Pioneer film director Henry King's unerring eye for the right actor, landscape and architecture made many of his movies classics of Americana.
Although never as publicized as other film industry pioneers, King was one of the giants of the industry. He was a contemporary of D.W. Griffith and a founding member of the Academy of Motion Picture Arts and Sciences.
King reached his peak with his Americana films in the 1930s.
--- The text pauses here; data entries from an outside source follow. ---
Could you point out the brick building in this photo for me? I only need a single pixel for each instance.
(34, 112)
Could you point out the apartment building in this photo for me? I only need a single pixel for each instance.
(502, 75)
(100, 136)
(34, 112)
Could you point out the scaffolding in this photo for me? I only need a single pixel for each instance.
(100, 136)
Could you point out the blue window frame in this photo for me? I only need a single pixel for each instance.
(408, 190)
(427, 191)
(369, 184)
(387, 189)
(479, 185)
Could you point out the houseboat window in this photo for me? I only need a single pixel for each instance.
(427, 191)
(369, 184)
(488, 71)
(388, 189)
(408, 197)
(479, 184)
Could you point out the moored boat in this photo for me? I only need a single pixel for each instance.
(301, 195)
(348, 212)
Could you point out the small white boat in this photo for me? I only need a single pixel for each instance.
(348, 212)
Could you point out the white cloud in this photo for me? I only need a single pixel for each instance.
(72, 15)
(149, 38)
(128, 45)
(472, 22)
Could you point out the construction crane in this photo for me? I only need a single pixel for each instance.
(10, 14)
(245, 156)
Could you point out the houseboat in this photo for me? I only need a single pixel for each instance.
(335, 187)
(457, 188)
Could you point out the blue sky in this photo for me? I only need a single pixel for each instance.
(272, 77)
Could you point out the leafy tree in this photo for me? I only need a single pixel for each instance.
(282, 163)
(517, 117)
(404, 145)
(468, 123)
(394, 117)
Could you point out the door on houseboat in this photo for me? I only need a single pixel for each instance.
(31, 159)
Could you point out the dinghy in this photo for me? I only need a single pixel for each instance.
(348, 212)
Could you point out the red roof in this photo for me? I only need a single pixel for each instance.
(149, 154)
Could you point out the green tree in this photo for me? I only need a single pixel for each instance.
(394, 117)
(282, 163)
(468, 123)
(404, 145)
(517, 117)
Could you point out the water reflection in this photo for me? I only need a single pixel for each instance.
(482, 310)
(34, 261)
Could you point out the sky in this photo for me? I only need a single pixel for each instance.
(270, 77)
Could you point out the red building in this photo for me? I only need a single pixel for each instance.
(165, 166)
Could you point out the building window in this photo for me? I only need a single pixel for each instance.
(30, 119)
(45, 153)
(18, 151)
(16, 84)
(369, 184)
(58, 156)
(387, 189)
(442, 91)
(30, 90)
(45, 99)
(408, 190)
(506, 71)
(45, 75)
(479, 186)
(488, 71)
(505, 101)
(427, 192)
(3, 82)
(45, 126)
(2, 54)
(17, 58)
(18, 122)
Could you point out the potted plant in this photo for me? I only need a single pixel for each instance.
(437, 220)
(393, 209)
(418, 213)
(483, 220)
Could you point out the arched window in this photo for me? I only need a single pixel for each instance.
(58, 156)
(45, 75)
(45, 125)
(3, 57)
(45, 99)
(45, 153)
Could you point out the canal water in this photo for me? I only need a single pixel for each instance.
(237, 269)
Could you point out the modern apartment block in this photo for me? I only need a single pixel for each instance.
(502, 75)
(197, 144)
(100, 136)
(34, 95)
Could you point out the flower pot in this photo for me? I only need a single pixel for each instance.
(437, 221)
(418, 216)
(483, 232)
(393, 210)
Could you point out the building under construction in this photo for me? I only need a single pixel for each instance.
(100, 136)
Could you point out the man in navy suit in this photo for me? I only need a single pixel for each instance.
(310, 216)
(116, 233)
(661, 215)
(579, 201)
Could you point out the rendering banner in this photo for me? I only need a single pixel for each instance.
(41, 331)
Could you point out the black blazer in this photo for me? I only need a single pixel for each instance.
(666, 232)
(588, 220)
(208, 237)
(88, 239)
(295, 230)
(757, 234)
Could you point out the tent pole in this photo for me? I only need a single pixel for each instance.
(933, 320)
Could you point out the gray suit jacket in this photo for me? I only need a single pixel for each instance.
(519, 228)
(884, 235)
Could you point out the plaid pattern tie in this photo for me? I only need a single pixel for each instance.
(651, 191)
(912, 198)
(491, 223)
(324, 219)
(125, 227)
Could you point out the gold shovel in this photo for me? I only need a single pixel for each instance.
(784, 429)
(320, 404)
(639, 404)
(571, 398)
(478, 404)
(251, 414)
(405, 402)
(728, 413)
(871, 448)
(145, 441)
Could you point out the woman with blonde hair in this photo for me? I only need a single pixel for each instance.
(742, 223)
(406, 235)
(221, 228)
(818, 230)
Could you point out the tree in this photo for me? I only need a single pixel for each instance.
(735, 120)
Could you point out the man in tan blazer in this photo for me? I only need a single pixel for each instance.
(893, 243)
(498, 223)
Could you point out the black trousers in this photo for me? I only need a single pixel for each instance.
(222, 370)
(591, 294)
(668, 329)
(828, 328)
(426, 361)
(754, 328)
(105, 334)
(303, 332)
They included "State Fair" with Will Rogers, "Ramona" with Loretta Young and Don Ameche, and "Alexander's Ragtime Band," "Jesse James" and "In Old Chicago" all starring Tyrone Power.
King discovered Power and made him a star, as he had with Ameche, Ronald Colman, Jennifer Jones, Gary Cooper and Jean Peters.
King directed a mustachioed Gregory Peck in "The Gunfighter" in 1950 and Jennifer Jones in "The Song of Bernadette" in 1943 and "Love Is a Many-Splendored Thing" in 1953.
His last film was "Tender Is the Night," based on the F. Scott Fitzgerald novel, in 1961.
In 1915 King found himself in Hollywood acting and directing "Little Mary Sunshine" movies for $100 a picture.
King made his reputation in 1921 with a powerful drama of the silent screen, "Tol'able David," which starred Richard Barthelmess. Other of his best silent films are "The White Sister (1923), Colman's debut "Stella Dallas" (1925) and "The Winning of Barbara Worth" (1926), which introduced Cooper.